I'm sorry to read of the above. You refer to "hiring" LABC. this is a further that this was a property you built yourself using contractors on land you already owned or was it a new build property built from a commercial developer please?
I was enquiring in relation to my first question whether you have raised the failure to install the relevant joints properly or at all as the case may be with either your architect or contractor according to whoever's fault it is in respect of the failure to install?
thank you. From what you say, has the architect accepted liability in respect of the issue? If so, why have they only offered you half of the likely costs of rectification? have you accepted this offer?
thank you. Why do they believe they are only 50% liable? this would suggest they consider that somebody else is jointly liable? Have they offered a view as regards ***** ***** is?
thank you. the building regulation contract is relatively narrowly defined service. The role of a building inspector for this purpose is to ensure that a project is compliant with building regulations and ultimately, to provide a final building regulations completion certificate. It is not the job of the building inspector to specifically identify design flaws or supervise construction beyond the above narrowly defined obligations.
As such, I do not readily see how the architects can seek to pass partial liability to the building inspection company on the basis they could have identified the fault sooner because this is not their role. Their role is to identify compliance with building regulations and in this respect, they appear to have done so and that they have identified this issue later than otherwise they could have done I do not see put them in breach of their above narrowly defined role in and of itself.
It seems to me therefore that your claim in relation to additional costs you are incurring which plainly is not your fault, lies with the architect and they should be offering a full indemnity in this respect. To the extent that they are refusing to do so, you may need to consider refusing their offer and advising that unless they are prepared to offer a full indemnity in this respect, you will need to ultimately consider issuing proceedings in the County Court to make a recovery.

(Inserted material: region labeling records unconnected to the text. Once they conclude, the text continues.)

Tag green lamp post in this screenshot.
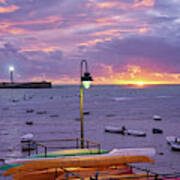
[80,60,93,148]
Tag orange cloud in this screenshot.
[134,0,155,7]
[0,0,7,4]
[139,27,148,33]
[96,2,131,10]
[88,64,180,86]
[0,16,62,34]
[0,5,19,13]
[19,45,59,52]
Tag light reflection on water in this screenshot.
[0,86,180,178]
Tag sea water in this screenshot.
[0,85,180,178]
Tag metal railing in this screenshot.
[22,138,101,157]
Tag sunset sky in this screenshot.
[0,0,180,84]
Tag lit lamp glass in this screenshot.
[9,66,14,72]
[81,72,93,89]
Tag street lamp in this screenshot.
[80,60,93,148]
[9,66,14,83]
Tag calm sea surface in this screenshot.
[0,85,180,178]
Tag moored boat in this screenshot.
[105,126,146,136]
[166,136,180,144]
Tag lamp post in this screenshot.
[9,66,14,83]
[80,60,93,148]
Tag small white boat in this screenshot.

if this becomes necessary, the simplest way to do so is by using the courts online issuing service:
https://www.gov.uk/make-court-claim-for-money
on the face of it, as you can show that the architect is in breach of contract and negligent, it follows that if you can demonstrate this to be the case, you can claim any and all costs that you can show are a direct an unavoidable consequence which would include on the face of it the above cost
I'm glad the above answers all your questions for now. If you have any follow up questions please revert to me.